On Tuesday, the leaders of the Eurasian Economic Union converged on Astana for high-level talks. The presidents of Russia, Kazakhstan, Belarus, Armenia and Kyrgyzstan held narrow format talks which had integration of the EEU and China’s One Belt, One Road high on the agenda. Meanwhile, a conference in Moscow on China-Russia relations also circled the issue of Eurasian integration.
The EEU–formally 17 months old–remains a confounding and troubled organization. Envisioned as an economic union and a single integrated market, the constituent countries remain sometimes at odds and observers consistently unsure of what progress the union has actually made.
In light of Russian involvement in Ukraine, and subsequent tit-for-tat sanctions with Europe, re-export of European goods through Belarus and Kazakhstan became an issue of concern for Russia. With Armenia’s entry, its tense relationship with neighboring Azerbaijan–which which Kazakhstan has strong ties–derailed a planned meeting in Yerevan earlier this year. Kyrgyzstan, which formally joined the union last August, has had difficulty fully capitalizing on membership. The latest hurdle includes a Kazakh ban on importing Kyrgyz potatoes.
According to 24.kg, Kyrgyz President Almazbek Atambayev brought up his country’s concerns in the talks in Astana. “We should refrain from measures that could call into question the basic ideas of the EEU,” he said, highlighting barriers that still remain: various tariffs, product bans, and veterinary posts on the Kyrgyz-Kazakh border.

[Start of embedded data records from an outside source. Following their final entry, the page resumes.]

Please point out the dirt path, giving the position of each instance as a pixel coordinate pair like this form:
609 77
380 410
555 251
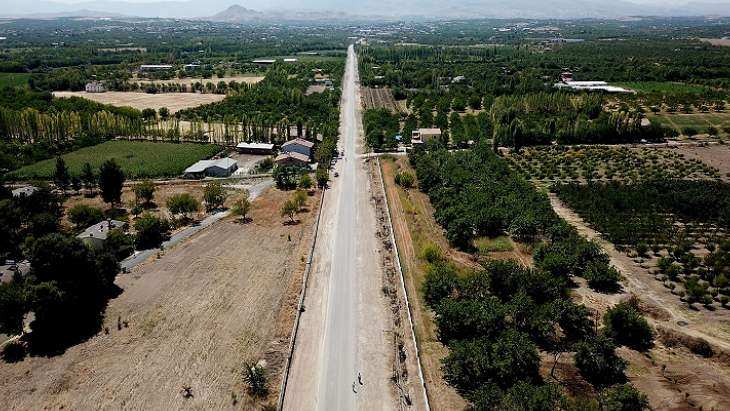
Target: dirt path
672 377
224 297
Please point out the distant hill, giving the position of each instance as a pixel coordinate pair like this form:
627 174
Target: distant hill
255 10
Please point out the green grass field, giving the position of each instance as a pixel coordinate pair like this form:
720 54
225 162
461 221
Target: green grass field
138 159
663 87
699 121
14 79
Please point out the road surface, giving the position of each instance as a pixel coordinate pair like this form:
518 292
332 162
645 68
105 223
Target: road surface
345 327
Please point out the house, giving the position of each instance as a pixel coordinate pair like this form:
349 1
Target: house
222 167
95 235
95 87
11 267
298 145
291 159
423 135
24 191
255 148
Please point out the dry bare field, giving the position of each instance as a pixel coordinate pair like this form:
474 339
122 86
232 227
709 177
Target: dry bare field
173 101
215 80
224 297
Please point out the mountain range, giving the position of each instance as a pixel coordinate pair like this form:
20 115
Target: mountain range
276 10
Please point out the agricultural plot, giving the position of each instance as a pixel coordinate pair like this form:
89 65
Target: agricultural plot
378 98
138 159
691 125
563 163
173 101
678 228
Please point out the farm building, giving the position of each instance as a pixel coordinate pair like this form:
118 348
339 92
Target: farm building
291 159
154 67
298 145
95 235
95 87
11 267
222 167
24 191
423 135
255 148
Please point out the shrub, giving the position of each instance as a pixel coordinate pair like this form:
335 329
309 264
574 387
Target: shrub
440 282
512 357
214 195
83 215
183 203
151 231
470 318
598 363
602 277
623 397
625 325
405 179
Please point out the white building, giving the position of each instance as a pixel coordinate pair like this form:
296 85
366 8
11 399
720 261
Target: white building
95 87
222 167
95 235
298 145
422 135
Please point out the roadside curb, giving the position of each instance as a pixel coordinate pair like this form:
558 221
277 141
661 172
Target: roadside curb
403 288
302 294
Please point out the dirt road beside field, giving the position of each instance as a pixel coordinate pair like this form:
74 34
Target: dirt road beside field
194 317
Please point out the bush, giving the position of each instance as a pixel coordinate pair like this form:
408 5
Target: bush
440 282
405 179
471 318
151 231
602 277
83 215
183 203
214 195
598 363
623 397
625 325
511 358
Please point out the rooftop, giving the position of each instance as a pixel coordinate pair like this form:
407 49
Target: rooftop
299 141
100 230
203 165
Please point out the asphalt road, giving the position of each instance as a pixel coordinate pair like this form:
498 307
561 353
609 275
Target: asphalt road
345 326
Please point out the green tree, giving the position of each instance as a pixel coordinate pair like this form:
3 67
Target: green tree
242 207
183 203
625 325
144 191
623 397
88 177
289 209
83 215
214 195
598 363
323 177
61 176
111 182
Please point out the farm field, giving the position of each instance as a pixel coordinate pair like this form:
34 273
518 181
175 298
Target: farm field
138 159
374 98
13 79
579 163
415 230
698 121
173 101
193 318
248 79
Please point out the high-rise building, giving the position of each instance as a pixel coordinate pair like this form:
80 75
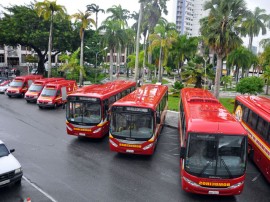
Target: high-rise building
188 15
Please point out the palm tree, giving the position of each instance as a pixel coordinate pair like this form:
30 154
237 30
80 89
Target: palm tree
220 30
254 24
112 37
48 9
240 58
95 9
184 48
164 35
85 21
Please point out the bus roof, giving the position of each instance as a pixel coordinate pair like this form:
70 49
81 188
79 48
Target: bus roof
205 114
105 90
259 104
147 96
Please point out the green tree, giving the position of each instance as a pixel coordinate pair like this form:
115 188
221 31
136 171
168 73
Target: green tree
254 24
240 58
250 85
71 65
112 37
266 76
95 9
220 30
85 23
48 9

Regardless of Kyrgyzstan’s difficulties, Atambayev still said he believes in the EEU’s future. “But we, the Heads of State and our people, have to realize – we had no other alternative. We are responsible for the future of EEU, for the future of our countries.” Not exactly a ringing endorsement, but a pragmatic acknowledgement of the fact that Eurasia needs economic integration. And, as long as Russia and Kazakhstan push the idea of the EEU, the region’s smaller states have little choice but to tag along.
Kyrgyz complaints underscore the EEU’s still-nascent nature, making talk of further expansion and cooperative efforts somewhat premature. Talk of expansion masks the very real stagnation within the EEU with a flurry of headlines, the fiction of motion as progress. The EEU has big plans for cooperation with everyone from the SCO to the EU, from China to Serbia and anyone in between. The problem is that there is a huge distance between the approval of concepts and even the signing of agreements and their implementation.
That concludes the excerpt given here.